Deux limites différentes
Le plafond global répond à « combien de fois ce code peut-il être utilisé en tout ». Le plafond par acheteur répond à « combien de fois par la même personne ». Ce ne sont pas le même levier, et n'avoir que le premier, c'est ainsi qu'un code prévu « un par client » se fait utiliser cent fois par cent comptes jetables.
L'expiration est incluse
Un code expirant le 22 juillet fonctionne tout le 22 juillet, dans le fuseau horaire de votre événement. Cela paraît évident et c'est une erreur d'un jour classique : traitée naïvement, une expiration à la date coupe le code à minuit et supprime votre dernier jour.
La devise doit correspondre
Un code à montant fixe porte une devise. Un code « 10 € de remise » ne peut pas réduire de 10 un événement libellé en yens : ce serait une erreur d'un facteur cent dans le mauvais sens. Les codes à montant fixe ne s'appliquent qu'aux événements dans leur propre devise ; les codes en pourcentage circulent librement.
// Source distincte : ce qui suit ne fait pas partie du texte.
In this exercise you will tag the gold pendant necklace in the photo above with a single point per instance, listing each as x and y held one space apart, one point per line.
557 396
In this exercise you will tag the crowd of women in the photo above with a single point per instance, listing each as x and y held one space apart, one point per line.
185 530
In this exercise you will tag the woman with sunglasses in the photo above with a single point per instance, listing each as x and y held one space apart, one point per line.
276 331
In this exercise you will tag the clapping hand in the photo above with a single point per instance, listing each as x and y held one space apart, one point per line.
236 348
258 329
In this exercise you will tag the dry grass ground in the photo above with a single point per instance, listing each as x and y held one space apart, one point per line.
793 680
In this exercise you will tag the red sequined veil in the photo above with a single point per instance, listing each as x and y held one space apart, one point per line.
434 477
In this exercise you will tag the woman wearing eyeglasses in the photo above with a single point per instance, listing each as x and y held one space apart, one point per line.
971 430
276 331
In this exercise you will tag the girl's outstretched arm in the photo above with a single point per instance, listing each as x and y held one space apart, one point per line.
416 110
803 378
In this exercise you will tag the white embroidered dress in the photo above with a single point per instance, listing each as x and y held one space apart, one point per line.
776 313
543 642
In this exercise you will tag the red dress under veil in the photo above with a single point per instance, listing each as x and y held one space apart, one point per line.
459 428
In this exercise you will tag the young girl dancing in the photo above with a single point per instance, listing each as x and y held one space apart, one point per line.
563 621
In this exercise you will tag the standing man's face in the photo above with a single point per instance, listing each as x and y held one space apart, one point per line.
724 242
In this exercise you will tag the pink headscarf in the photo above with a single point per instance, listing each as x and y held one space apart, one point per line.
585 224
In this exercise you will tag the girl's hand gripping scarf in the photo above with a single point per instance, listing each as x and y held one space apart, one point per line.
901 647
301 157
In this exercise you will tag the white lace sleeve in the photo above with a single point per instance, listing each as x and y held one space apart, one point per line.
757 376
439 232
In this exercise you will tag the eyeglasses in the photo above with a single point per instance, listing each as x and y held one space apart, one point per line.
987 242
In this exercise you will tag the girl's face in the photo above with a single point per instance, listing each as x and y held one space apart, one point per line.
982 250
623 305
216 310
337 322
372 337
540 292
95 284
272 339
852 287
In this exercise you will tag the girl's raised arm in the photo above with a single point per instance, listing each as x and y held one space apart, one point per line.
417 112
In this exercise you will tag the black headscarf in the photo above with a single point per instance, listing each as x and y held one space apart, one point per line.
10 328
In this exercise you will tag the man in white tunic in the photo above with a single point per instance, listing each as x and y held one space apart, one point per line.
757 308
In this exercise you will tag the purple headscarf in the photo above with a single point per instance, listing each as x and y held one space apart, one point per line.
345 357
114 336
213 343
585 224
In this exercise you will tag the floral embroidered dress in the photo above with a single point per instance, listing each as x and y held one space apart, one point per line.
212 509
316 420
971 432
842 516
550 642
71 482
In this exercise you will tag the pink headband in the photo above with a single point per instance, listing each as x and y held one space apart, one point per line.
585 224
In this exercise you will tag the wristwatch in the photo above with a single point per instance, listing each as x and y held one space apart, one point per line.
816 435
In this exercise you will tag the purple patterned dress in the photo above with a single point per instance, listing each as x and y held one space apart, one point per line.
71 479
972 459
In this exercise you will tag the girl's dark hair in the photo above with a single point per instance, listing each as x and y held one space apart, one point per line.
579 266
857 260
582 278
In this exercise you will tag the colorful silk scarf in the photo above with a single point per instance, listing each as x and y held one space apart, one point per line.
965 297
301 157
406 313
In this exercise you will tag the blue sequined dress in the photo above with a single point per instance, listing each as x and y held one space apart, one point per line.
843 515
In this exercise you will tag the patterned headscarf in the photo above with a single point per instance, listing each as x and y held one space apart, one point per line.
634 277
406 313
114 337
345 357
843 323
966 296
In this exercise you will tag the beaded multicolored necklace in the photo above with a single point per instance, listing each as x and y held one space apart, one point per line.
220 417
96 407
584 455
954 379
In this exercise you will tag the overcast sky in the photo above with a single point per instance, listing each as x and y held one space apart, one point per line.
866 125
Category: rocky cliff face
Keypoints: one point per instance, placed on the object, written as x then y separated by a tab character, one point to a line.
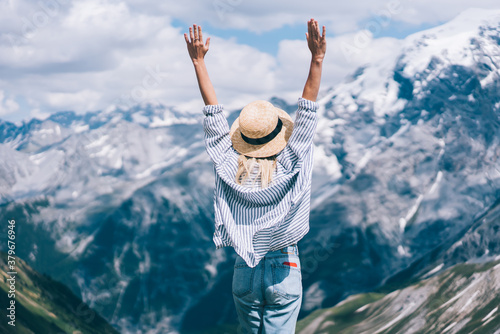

La casse n'importe pas pour l'acheteur
Les codes sont stockés et comparés sous une forme canonique unique : qui tape save20 obtient le même résultat qu'avec SAVE20. De vraies plateformes s'y sont brûlées — un code valide déclaré invalide parce que la base comparait en tenant compte de la casse.
Quand un code est refusé, l'acheteur apprend simplement qu'il n'est pas valide. Dire « vous l'avez déjà utilisé » révèle à quelle identité la limite se rattache : la première chose que doit savoir quiconque cherche à la contourner.